AFIDOCS Part 3
It's the final day of the AFI DOCS and it ends with a nice and easy day, just two but sadly for you, I can only talk about the one (well, you won’t regret that in a moment, I promise). I saw two films today, but I can’t talk about Doc & Darryl, which is about the two New York Mets stars who burned brightly and then consumed themselves, until July 18th when it finally airs on ESPN.
In the meantime, let’s talk Chicken People.
No, wait. Let’s start with “The Dog.” In 2015, when Sony decided to close repair centers for Aibo, a line of robotic dogs they made from 1999 to 2006, the New York Times commissioned a short piece as well as this short film (“The Dog”) as part of a Bits series called Robotica. Aibo was never more than a side show for Sony, only 150,000 were sold, but many people who did buy them invested a lot of emotional energy into them. “The Dog” opens with a funeral for defunct Aibo, because in Japanese culture, every object has a soul, not just living ones and Sony’s recent closure means, as an Aibo repairman reminds us, that no new parts will ever be made. For him and for the many people who have emotionally connected with these robotic imitations of pets, this is a potent reminder of their own mortality. It’s a fascinating insight into Japanese culture that I would love to see fleshed out as a feature at some point in the future. Because we all die and learning how people cope with that can be profoundly moving (just ask Errol Morris)

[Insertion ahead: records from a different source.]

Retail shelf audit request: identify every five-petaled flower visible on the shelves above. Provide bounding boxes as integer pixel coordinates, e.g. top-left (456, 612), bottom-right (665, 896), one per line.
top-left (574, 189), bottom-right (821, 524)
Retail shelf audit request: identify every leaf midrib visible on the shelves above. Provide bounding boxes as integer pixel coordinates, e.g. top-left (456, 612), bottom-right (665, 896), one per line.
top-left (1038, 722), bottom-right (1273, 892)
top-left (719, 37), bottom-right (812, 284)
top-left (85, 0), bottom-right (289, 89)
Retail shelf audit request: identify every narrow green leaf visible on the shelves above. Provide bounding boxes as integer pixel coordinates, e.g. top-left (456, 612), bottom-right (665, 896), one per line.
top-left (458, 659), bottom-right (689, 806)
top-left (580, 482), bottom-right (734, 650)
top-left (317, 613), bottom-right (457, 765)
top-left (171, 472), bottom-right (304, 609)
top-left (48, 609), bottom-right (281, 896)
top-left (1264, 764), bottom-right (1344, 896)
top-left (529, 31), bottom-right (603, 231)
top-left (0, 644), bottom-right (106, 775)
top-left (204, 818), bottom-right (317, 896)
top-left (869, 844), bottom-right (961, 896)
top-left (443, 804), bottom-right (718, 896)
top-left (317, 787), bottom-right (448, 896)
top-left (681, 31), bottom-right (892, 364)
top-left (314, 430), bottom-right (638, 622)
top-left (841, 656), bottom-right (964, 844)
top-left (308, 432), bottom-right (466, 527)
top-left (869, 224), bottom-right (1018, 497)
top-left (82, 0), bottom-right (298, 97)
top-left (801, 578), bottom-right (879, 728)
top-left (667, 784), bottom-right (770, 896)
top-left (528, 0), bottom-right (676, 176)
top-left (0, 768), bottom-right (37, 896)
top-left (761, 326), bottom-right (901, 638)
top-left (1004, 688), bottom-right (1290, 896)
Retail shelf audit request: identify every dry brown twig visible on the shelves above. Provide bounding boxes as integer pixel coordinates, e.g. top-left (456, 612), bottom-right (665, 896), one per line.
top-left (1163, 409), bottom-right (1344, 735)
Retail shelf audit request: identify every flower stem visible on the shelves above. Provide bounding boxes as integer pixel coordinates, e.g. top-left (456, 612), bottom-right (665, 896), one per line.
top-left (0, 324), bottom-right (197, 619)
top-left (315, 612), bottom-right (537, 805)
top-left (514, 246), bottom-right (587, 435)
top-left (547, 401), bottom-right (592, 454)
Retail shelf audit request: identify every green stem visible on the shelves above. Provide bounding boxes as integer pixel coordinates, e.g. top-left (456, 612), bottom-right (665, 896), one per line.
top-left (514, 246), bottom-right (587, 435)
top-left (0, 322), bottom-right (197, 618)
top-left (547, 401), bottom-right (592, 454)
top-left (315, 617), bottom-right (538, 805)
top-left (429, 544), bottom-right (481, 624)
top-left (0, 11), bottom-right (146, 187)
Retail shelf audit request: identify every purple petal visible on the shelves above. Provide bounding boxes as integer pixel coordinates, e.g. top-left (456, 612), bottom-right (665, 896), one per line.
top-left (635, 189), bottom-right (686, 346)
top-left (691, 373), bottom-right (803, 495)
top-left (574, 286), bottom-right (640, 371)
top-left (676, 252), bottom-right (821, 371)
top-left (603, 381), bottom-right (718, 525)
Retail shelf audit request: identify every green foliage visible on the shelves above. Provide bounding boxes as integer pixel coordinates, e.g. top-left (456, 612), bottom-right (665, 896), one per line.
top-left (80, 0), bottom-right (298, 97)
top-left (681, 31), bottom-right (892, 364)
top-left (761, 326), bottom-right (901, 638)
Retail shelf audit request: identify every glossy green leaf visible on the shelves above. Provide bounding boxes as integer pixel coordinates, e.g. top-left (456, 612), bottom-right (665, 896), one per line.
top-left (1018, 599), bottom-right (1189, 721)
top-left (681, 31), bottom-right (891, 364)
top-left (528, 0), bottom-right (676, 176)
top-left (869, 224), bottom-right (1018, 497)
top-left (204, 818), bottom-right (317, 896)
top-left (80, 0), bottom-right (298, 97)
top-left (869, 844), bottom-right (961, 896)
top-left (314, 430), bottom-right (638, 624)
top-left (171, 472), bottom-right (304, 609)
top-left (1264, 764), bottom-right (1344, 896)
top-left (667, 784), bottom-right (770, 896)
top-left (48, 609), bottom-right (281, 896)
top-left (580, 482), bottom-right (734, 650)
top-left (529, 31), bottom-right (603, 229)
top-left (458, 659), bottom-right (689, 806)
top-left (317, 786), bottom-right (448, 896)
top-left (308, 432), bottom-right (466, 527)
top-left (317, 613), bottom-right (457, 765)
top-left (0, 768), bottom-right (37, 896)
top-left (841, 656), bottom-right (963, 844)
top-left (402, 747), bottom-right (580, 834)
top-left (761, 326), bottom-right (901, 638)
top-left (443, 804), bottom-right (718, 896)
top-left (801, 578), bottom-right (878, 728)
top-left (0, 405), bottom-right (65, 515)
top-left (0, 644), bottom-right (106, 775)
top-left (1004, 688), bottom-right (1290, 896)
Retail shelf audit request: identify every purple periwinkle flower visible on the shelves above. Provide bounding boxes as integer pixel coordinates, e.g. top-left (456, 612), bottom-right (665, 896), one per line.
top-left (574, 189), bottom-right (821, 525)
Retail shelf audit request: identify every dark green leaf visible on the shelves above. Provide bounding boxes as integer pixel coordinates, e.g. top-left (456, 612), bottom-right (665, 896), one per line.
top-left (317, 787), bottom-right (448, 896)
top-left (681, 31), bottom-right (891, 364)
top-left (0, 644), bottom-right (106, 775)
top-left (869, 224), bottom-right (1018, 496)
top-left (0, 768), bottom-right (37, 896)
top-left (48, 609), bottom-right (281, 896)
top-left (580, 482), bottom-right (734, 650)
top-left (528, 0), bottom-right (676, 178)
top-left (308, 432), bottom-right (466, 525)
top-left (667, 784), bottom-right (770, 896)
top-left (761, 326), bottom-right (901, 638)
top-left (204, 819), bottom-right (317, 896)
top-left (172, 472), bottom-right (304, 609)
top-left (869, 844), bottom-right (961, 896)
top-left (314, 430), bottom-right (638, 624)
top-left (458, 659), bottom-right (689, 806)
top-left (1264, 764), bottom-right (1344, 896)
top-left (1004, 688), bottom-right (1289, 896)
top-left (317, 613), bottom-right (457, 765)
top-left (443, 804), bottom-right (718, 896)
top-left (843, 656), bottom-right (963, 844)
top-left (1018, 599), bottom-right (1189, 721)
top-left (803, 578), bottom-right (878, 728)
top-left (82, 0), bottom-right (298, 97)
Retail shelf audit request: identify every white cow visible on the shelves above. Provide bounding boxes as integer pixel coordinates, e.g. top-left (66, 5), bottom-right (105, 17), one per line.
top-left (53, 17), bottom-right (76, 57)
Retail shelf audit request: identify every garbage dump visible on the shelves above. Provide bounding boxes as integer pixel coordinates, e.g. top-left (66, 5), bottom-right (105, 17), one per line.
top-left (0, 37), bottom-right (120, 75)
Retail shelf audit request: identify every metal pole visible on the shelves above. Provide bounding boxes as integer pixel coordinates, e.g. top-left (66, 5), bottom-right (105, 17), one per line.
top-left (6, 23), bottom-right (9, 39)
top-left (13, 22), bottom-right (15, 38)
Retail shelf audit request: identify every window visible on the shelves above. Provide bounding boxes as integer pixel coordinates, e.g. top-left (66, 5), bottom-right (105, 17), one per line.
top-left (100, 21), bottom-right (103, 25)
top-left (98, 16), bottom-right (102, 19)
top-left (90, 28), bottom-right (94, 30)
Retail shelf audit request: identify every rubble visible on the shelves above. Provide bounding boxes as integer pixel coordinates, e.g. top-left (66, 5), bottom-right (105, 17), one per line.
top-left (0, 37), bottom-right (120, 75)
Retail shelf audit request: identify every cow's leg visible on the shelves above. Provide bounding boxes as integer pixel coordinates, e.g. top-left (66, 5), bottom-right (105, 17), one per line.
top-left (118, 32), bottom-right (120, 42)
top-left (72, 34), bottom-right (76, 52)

I guarantee that you have been saying the word “leghorn” wrong for your entire life (its more “legurn” than “leg horn” as it turns out). I’ve never had much occasion to the get into the weeds on chicken breeds but Chicken People just made me sit up and think maybe I should have. Chicken People is about the people, and the beautiful birds, no joke, of the poultry show circuit (think the Westminster Dog Show, but you know, for chickens, some ducks, and the odd turkey). As you would kind of expect, the people who have devoted extensive time and resources to breed chickens to meet the requirements set by a book called The Standard of Perfection (can’t beat that for stakes now can you?) are all just ever so slightly off-kilter, but they are also deeply invested in the raising of live animals, so there is a real emotional center to this story which makes for a great, human story, but the doc takes some time for some really hilarious commentary provided by a host of unnamed chicken breeders rolling through Antiques Roadshow style side interviews with the comic flair of VH1 commentary during that brief moment when such commentary was actually relevant and funny.
The main characters of this hilarious film are given so much respect by the filmmakers and we get such well-drawn portraits of these, often hilarious, and always enthusiastic and utterly genuine people, who have dedicated their spare time to raising chickens. Brian Knox has hatched something like 11,000 eggs, has been doing it for 40 years, and he’s just an adorable dork of a man. Shari recovered from alcoholism by switching over to raising chickens, so how can you possibly root against her when it comes to show time? Brian Caraker is a young, single man in his mid-twenties who sings in Branson, MO for a living but he knows his Standard of Perfection to such perfection that it never becomes laughable. Those are your stars, those are the stories we stick to, as the film races along from the 2014 Ohio National to the 2015 substitute in Knoxville after the Ohio National competition is cancelled because of the avian flu epidemic. Some bird has to be crowned Super Grand Champion (I am so not making that up). Will it be Brian, Shari, or, er Brian? You have to see the doc to find out. Chicken People is the best real-life version of Best in Show ever made and I hope that CMT finds a way to get this doc onto its flagship channel so that a whole bunch of other people get a chance to experience it’s genius as well.